Building interface for People- Designing Voice UI



Accessibility has been a major trend within technology and its adoption. The trend is obvious; computers and technology, in general, continue to get more accessible with time. We’ve come a long way from MS-Dos to super immersive, interactive apps, making our software more user-friendly with every generation.Which raises the question: What’s next? What is the future of UX design? What is likely to make modern devices and software furthermore compelling? To anyone even remotely involved in the UX space, the answer is obvious, its voice. Interacting with a device with nothing more than just your voice can seem fascinating. Yet, it won’t be a stretch to argue that voice-based interfaces or Voice UI is are much closer to reality than science fiction. Assistants like Alexa and Siri give us a good idea of what is possible with voice; and bear in mind this is just the beginning for voice UI.
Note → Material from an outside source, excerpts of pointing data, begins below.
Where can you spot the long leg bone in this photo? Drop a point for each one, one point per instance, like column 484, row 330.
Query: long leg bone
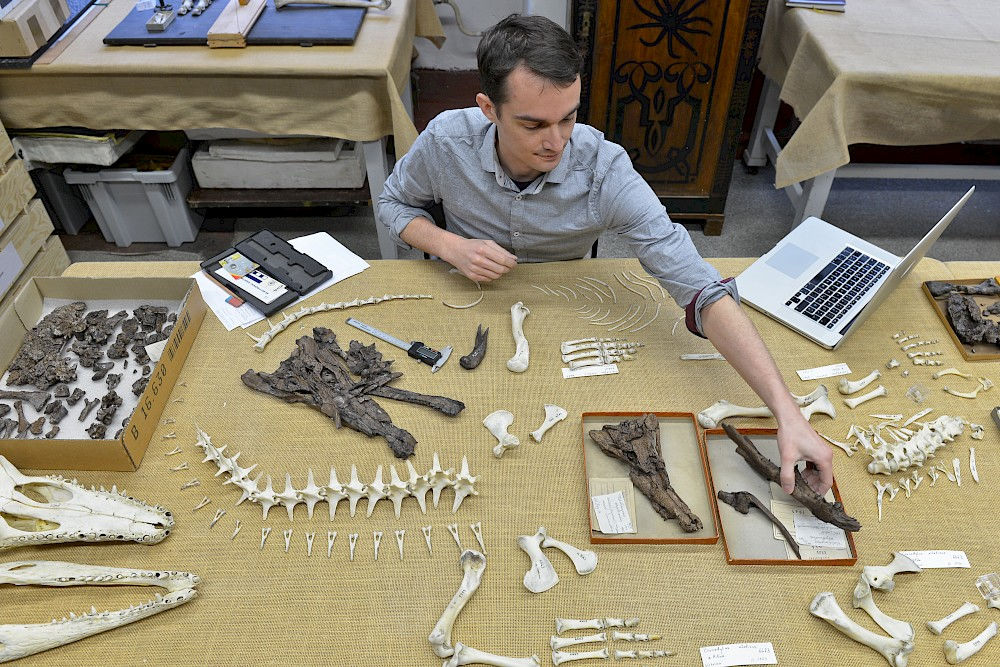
column 541, row 576
column 473, row 564
column 519, row 362
column 938, row 626
column 553, row 415
column 863, row 600
column 465, row 655
column 881, row 576
column 895, row 651
column 585, row 561
column 497, row 423
column 956, row 653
Naturally, countless businesses and UI/UX designers are drawn to voice UI. Betting on the fact that voice will be the next big thing, current players in the market are racing to be the leaders in the voice game. However, building voice UI isn’t even remotely similar to building a traditional UI. Most software, websites, and apps are primarily designed for visual navigation, while voice UI is obviously based on voice. This fundamental difference divides the two into entirely separate categories. Given its differences, voice UI has its own unique advantages and challenges. Understanding the difference between traditional UX/UI design and Voice UI can help us better understand when and where to implement either of the two.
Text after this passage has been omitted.